“Every man’s life is a fairy tale written by God’s fingers.” – Hans Christian Andersen
Born in Odense, Denmark, and an only child, Andersen was first introduced to the wonderful world of fairy tales by his poor and under-educated father who still found time almost daily to read to his young son – especially from 1001 Arabian Nights. "Being read to by a parent” led Andersen into a lifelong love of both reading and fairy tales and the rest of the world became the beneficiary.
Andersen started his career as a performer, singing as a boy soprano with the Royal Danish Theatre in Copenhagen. When his voice began to change, and desperate to stay involved, he began writing to see if he could create theatrical pieces. After moderate success, he switched to writing fairy tales – first as adaptations of stories he had heard as a child, and then out of his own imagination. And that led to worldwide fame.

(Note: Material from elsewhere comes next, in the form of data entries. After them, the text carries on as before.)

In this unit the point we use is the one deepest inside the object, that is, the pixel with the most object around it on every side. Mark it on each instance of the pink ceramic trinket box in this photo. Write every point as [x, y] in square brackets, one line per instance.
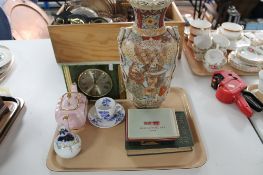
[71, 109]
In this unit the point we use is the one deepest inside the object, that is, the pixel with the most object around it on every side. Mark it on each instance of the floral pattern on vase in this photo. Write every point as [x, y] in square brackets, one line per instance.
[148, 51]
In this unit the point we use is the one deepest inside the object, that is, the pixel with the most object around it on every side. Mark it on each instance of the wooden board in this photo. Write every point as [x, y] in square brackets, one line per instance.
[104, 149]
[96, 43]
[198, 68]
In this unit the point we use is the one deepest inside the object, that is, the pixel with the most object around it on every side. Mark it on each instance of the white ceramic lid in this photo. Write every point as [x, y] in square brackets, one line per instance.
[233, 27]
[221, 40]
[5, 56]
[250, 54]
[200, 24]
[235, 62]
[214, 56]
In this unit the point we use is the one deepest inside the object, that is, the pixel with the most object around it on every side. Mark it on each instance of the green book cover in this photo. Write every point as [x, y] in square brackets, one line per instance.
[182, 143]
[152, 124]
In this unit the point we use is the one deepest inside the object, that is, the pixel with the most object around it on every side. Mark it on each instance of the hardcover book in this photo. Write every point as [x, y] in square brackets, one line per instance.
[182, 143]
[151, 124]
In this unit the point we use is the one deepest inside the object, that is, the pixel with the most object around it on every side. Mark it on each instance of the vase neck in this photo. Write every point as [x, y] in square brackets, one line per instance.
[149, 22]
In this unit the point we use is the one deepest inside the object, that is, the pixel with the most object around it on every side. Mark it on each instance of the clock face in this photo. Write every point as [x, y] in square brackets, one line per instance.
[94, 82]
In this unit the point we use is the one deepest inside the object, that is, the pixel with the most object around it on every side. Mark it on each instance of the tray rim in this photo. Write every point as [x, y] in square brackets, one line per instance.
[187, 106]
[20, 105]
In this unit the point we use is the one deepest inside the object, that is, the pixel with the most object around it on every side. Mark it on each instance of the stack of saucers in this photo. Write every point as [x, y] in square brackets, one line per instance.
[233, 32]
[247, 58]
[198, 27]
[6, 61]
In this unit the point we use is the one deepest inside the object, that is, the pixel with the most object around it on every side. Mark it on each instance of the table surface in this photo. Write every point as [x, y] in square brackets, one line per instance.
[231, 143]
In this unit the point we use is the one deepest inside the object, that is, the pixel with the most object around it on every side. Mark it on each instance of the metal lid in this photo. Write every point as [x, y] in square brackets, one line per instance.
[28, 21]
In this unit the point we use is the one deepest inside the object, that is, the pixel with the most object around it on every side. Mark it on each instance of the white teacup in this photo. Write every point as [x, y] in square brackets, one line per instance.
[105, 108]
[203, 42]
[214, 60]
[220, 42]
[200, 27]
[232, 31]
[198, 54]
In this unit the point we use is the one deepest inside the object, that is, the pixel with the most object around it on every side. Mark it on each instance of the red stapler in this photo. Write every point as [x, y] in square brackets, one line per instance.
[229, 88]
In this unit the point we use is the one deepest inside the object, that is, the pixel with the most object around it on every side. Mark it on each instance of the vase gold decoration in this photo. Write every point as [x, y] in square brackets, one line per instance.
[148, 52]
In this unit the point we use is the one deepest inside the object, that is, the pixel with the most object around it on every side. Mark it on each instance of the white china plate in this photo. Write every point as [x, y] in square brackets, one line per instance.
[200, 24]
[5, 56]
[235, 62]
[250, 54]
[244, 41]
[232, 27]
[102, 123]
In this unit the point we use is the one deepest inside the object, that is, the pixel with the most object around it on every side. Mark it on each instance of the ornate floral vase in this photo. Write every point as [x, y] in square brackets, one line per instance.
[148, 51]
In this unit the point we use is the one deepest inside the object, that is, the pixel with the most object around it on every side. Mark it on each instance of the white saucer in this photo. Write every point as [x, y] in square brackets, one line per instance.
[235, 62]
[103, 123]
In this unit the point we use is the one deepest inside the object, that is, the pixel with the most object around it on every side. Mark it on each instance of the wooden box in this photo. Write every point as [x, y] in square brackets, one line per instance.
[96, 43]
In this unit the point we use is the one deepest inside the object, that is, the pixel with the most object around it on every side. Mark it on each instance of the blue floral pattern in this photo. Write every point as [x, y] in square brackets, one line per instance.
[106, 102]
[109, 122]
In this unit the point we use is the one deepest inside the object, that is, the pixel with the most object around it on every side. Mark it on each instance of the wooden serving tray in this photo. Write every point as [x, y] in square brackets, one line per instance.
[198, 68]
[104, 149]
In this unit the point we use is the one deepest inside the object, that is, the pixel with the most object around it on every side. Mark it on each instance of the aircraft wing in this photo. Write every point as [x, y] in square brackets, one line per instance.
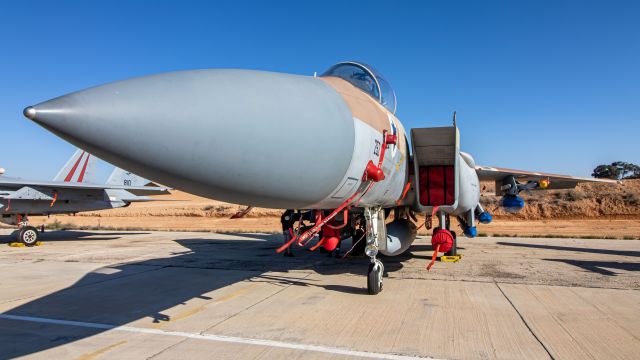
[556, 181]
[7, 182]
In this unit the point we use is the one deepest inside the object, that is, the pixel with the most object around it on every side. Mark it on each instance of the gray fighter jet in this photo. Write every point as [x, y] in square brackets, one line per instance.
[328, 148]
[70, 192]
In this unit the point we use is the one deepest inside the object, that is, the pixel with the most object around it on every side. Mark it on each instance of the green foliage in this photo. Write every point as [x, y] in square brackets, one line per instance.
[618, 170]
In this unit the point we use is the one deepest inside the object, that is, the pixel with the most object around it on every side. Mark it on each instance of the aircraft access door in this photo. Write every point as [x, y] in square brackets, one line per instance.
[436, 154]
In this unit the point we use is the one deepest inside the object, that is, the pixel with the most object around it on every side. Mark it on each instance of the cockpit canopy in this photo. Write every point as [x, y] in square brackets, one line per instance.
[367, 79]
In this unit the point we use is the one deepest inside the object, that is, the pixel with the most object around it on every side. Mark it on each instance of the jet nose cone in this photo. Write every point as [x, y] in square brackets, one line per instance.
[29, 113]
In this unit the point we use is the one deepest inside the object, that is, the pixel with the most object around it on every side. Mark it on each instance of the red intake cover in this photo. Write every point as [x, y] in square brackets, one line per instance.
[330, 238]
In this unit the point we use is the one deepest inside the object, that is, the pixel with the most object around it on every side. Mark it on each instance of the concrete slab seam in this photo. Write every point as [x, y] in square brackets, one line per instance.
[212, 337]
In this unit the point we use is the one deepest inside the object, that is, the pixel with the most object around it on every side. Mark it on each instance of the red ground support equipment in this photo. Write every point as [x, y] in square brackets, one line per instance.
[441, 240]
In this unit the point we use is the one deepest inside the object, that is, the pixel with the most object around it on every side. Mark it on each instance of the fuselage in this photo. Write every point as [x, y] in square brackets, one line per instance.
[248, 137]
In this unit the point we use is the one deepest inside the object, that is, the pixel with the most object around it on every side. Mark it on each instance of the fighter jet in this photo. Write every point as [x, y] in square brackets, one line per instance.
[70, 192]
[327, 148]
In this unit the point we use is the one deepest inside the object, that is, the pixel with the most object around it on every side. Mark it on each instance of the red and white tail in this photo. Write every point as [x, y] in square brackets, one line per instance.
[80, 168]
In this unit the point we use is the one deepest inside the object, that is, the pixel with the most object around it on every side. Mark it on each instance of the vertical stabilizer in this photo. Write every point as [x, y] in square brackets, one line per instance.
[126, 178]
[80, 168]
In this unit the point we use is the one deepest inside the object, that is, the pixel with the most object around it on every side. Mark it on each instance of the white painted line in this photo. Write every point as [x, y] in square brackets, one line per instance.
[211, 337]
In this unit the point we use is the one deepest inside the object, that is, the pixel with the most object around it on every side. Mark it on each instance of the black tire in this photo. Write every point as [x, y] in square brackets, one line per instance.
[454, 249]
[374, 285]
[358, 250]
[28, 235]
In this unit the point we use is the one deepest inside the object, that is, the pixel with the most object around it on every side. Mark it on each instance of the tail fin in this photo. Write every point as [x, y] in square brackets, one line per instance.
[79, 168]
[125, 178]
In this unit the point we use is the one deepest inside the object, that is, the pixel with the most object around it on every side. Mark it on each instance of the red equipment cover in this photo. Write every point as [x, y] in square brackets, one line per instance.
[437, 185]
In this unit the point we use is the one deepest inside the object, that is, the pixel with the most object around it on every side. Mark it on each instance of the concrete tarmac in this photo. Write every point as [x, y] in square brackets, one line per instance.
[167, 295]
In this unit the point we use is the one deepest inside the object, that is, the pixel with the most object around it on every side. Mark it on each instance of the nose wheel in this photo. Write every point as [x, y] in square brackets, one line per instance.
[376, 234]
[28, 235]
[374, 277]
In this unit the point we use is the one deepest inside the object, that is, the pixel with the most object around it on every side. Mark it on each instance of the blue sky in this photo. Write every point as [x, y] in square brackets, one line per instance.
[539, 85]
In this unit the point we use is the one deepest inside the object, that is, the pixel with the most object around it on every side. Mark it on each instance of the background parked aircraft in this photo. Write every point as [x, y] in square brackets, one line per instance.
[72, 190]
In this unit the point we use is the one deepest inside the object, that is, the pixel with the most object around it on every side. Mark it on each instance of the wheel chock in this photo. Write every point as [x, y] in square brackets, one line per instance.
[17, 244]
[454, 258]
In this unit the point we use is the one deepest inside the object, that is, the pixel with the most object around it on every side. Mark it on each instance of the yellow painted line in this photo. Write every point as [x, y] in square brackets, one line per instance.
[93, 355]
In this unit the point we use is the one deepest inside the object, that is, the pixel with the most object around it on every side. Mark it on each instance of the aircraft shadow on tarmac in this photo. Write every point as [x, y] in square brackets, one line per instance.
[71, 235]
[124, 293]
[600, 267]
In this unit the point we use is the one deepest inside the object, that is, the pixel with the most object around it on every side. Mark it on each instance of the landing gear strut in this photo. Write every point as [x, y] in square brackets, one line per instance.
[376, 236]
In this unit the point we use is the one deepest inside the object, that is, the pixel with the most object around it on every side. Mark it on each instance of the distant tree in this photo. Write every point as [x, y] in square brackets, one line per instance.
[618, 170]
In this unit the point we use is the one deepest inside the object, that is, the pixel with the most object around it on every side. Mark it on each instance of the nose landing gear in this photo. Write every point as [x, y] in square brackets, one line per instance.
[376, 237]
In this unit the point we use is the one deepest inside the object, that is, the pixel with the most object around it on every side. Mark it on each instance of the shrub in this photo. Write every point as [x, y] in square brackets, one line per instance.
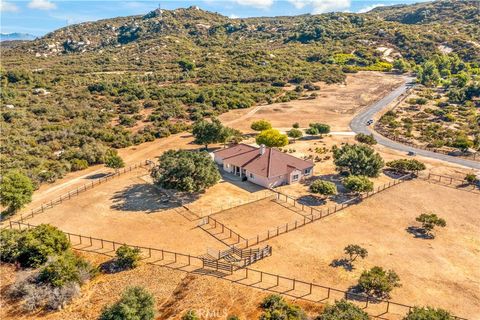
[272, 138]
[136, 303]
[261, 125]
[64, 269]
[428, 313]
[318, 128]
[343, 310]
[358, 184]
[37, 244]
[16, 190]
[10, 245]
[406, 165]
[127, 258]
[186, 171]
[378, 282]
[366, 138]
[358, 159]
[322, 187]
[275, 307]
[429, 221]
[354, 251]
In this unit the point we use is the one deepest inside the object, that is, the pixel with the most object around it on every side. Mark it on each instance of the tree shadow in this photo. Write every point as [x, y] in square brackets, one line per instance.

The Little Mermaid, The Ugly Duckling, The Little Match Girl and The Emperor’s New Clothes are just a few of the world’s most famous fairy tales that came from the pen of this prolific and imaginative author. His stories have inspired plays, ballets and both live-action and animated films.
Hans Christian Andersen
Translated into more than 125 languages, his tales have become culturally embedded in the West's collective consciousness, readily accessible to children, but presenting lessons of virtue and resilience in the face of adversity for mature readers as well.
In recognition of his amazing legacy, "Hans Christian Andersen Awards" are given biennially by the International Board on Books for Young People to an author and illustrator whose complete works have made lasting contributions to children's literature.
“Life itself,” the author wrote in his declining years, “is and has been a most wonderful fairy tale.”